State Budget Deficits Require Retail Action

Lawmakers likely to chase pandemic financial relief through tobacco product tax hikes
Budget Deficit
Photograph: Shutterstock

LAKEVILLE, Minn. — With governors across the country issuing stay-at-home orders and requiring partial or complete business shutdowns in response to the coronavirus pandemic, state governments have simultaneously experienced significant revenue shortfalls and increased spending. Unlike the federal government, which can incur budget deficits, states are required by their constitutions to balance their budgets every year.

As a result, the Center on Budget and Policy Priorities has issued an estimate of the revenue shortfalls in all 50 states for fiscal years 2020, 2021 and 2022. States could incur an aggregate revenue shortfall of $185 billion in fiscal year 2020, $370 billion in fiscal year 2021 and $210 billion in fiscal year 2022 for a total of $765 billion in lower tax and revenue collections over the three-year period, according to the estimate.

This means that every state could experience budget deficits in the hundreds of millions of dollars, with some states falling billions of dollars short, in comparison to regular projected revenue. With the potential for losing approximately 20% of their expected revenue, and in the event the federal government does not provide additional federal aid to replace some of the lost revenues, state governments will be faced with large spending cuts, significant tax increases, or a combination of both in 2021 and into the following years.

In the Crosshairs

While states impose taxes in a variety of ways—including income taxes, sales taxes and corporate taxes—one area that state lawmakers will likely focus on for raising additional revenue will be state cigarette and tobacco-product tax rates. This threat of cigarette and tobacco-product tax increases needs to be taken seriously by retailers because cigarettes and tobacco products make up a significant portion of in-store sales for the average convenience store.

Retailers need to be proactive and reach out to their state lawmakers ahead of the coming 2021 state legislative sessions. Communicating with lawmakers about the impact of higher cigarette and tobacco-product tax rates is critical to educate elected officials about the consequences of higher tax rates.

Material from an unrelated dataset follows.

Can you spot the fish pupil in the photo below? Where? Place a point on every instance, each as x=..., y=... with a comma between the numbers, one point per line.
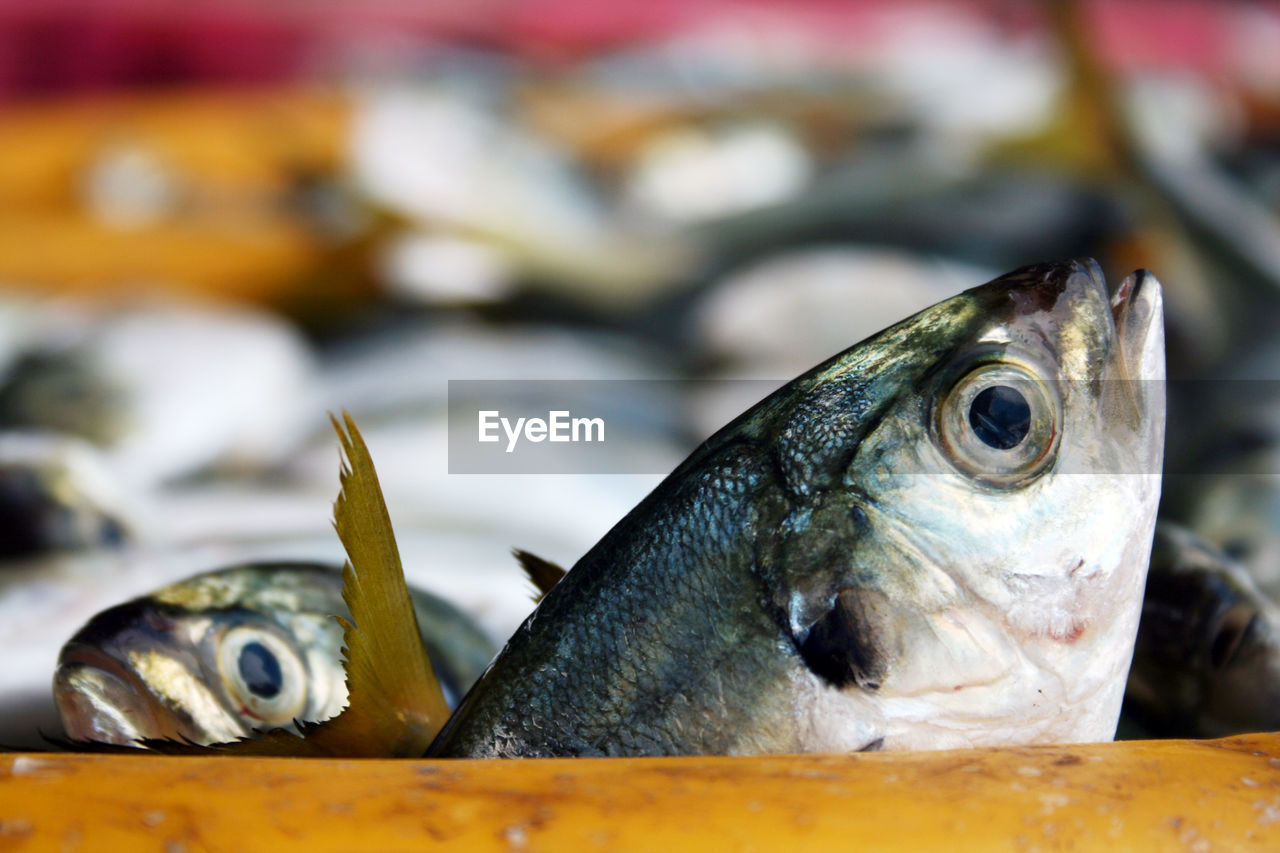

Perhaps now more than ever, the budget shortfalls that states will be facing require retail businesses to contact the state lawmakers that represent the districts in which their stores are located and urge them to consider what may happen if cigarette and tobacco tax rates are raised.

The consequences of increased tax rates may include the following:

  • The regressive nature of cigarette and tobacco taxes on lower income individuals will be magnified.
  • Consumers will seek out lower priced sources of cigarettes and tobacco products in neighboring states, over the internet or from illicit markets.
  • Lower sales will result in lost retail income that currently supports retaining employees and keeping stores open.
  • States that increase cigarette and tobacco tax rates could collect less in excise tax revenue than before the tax increases, placing further pressure on budget deficits.

Retail Reputation

Being designated as an “essential business” and remaining open during the coronavirus pandemic has been a significant challenge, and raising tax rates will only negatively impact convenience retailers by putting more downward pressure on sales.

Now is the time for retailers to call and e-mail state lawmakers and express their concerns about future cigarette and tobacco-product tax increases. The contact information for state legislators is listed on each state’s legislative website. Taking a few minutes to make a phone call or compose an e-mail could have a positive impact on the eventual outcome of what is sure to be a number of bills introduced in 2021 to raise cigarette and tobacco product tax rates.